Bagging (e.g., Random Forest) → Best when the main problem is high variance (unstable predictions). It reduces overfitting by averaging many independent models.

Boosting (e.g., XGBoost, LightGBM) → Best when the main problem is high bias (model underfits). It builds models sequentially, focusing on hard-to-predict cases.
For loan default prediction (imbalanced + complex patterns), Boosting is often preferred since it captures non-linear interactions and rare patterns better.

**Step 2: Handle Overfitting**

Use techniques like:

Regularization in boosting (shrinkage/learning rate, max_depth).
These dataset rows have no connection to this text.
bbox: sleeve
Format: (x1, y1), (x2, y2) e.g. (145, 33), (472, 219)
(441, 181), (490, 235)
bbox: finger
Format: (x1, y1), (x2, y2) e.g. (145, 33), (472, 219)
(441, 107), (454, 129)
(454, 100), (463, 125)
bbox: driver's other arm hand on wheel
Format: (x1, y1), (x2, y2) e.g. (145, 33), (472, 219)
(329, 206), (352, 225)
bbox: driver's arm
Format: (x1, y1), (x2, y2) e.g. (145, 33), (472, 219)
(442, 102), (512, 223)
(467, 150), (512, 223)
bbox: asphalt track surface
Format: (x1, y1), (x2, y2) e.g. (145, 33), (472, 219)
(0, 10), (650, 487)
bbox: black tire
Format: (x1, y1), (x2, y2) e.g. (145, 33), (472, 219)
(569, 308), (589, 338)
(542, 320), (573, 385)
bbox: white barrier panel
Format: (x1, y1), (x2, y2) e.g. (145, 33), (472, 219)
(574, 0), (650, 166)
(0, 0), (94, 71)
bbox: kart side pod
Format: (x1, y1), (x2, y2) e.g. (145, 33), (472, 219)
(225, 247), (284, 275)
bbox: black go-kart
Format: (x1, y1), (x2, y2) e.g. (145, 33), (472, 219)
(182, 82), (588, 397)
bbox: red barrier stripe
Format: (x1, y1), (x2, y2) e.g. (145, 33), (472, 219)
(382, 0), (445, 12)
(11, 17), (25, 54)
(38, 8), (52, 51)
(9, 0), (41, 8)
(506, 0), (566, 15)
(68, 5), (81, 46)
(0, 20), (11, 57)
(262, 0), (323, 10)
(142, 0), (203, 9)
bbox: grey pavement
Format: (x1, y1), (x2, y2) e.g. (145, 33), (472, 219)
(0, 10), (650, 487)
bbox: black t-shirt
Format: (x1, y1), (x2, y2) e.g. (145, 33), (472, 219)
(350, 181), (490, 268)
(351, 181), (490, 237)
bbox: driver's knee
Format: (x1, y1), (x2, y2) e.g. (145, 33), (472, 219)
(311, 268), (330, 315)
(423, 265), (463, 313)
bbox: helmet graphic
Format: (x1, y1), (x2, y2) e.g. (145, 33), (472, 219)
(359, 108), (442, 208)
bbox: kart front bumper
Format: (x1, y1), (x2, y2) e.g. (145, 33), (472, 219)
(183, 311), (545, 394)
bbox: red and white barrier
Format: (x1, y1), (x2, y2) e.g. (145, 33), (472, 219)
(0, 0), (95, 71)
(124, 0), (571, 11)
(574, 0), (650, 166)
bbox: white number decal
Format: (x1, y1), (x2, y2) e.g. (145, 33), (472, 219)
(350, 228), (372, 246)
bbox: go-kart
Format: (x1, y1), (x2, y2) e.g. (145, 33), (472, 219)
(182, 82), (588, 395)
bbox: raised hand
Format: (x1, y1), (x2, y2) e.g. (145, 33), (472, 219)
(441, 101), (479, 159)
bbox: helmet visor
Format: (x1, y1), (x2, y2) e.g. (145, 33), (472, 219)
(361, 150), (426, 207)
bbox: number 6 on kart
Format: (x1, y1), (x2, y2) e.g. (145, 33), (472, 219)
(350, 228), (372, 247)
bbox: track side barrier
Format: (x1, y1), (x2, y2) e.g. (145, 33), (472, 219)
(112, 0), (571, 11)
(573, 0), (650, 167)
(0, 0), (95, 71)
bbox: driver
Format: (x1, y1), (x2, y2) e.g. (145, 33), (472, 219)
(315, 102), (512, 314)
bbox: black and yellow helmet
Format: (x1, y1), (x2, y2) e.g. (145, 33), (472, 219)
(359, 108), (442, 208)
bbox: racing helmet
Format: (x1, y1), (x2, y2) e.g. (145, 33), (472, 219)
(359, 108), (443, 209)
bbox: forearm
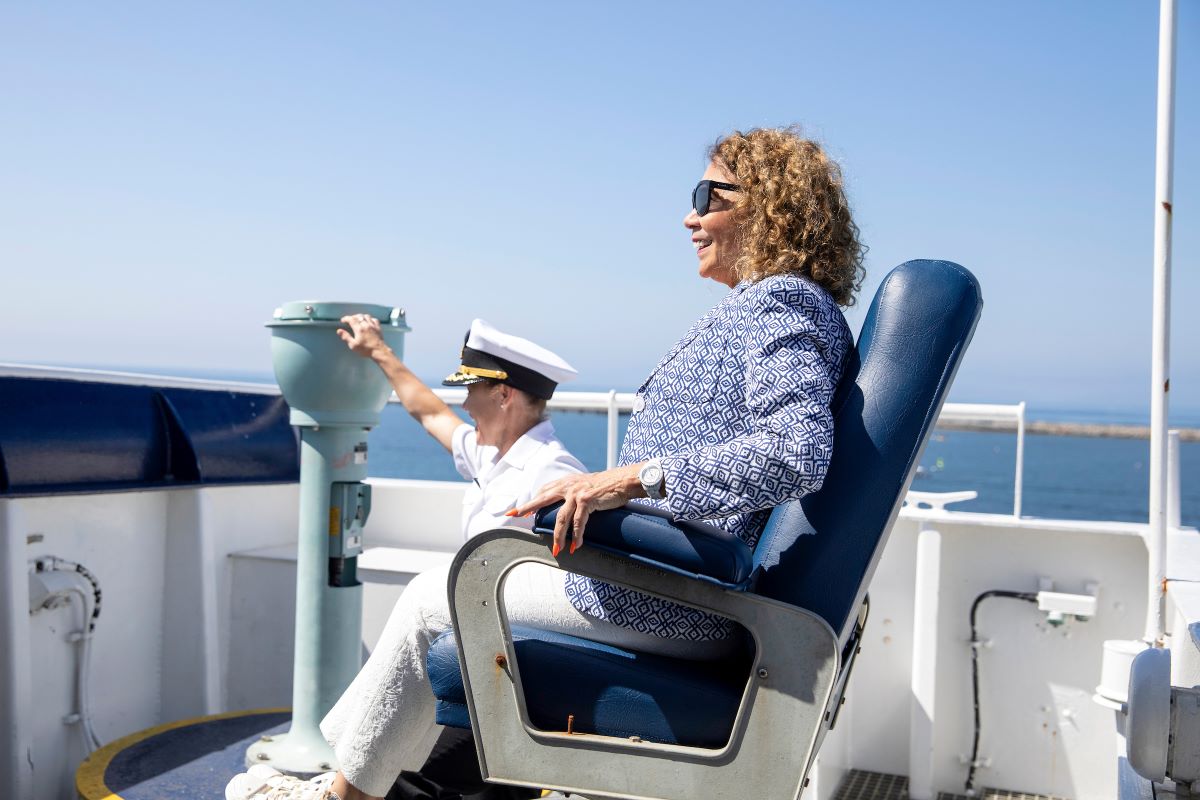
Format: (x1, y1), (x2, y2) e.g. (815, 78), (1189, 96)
(371, 344), (462, 450)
Early stopping (stop training when validation performance stops improving).

Cross-validation to tune hyperparameters.

Feature selection/engineering to avoid noise.

**Step 3: Select Base Models**

Base models depend on data complexity:

Decision Trees (most common in ensemble methods).

Logistic Regression / Linear Models (if data is highly linear).

Neural Nets / Gradient Boosted Trees (for very large datasets with non-linear patterns).
In practice, Decision Trees are the best base learners for bagging and boosting in tabular financial data.

**Step 4: Evaluate Performance using Cross-Validation**

Apply Stratified k-Fold Cross-Validation (to maintain class balance since defaults are rare).

Metrics to use:

AUC-ROC (to evaluate ability to separate defaulters vs non-defaulters).

Precision, Recall, F1 (important because catching defaulters is more critical than overall accuracy).

Confusion Matrix to understand business trade-offs (false positives vs false negatives).

**Step 5: Justify How Ensemble Learning Improves Decision-Making**

Reduces risk: By combining multiple models, predictions are more robust and less sensitive to noise.

Improves accuracy: Boosting captures complex, non-linear relations in customer behavior.

Better generalization: Bagging prevents overfitting by averaging across models.

Business impact: More reliable default predictions → lower financial losses, better credit risk management, and improved trust in the institution’s lending system.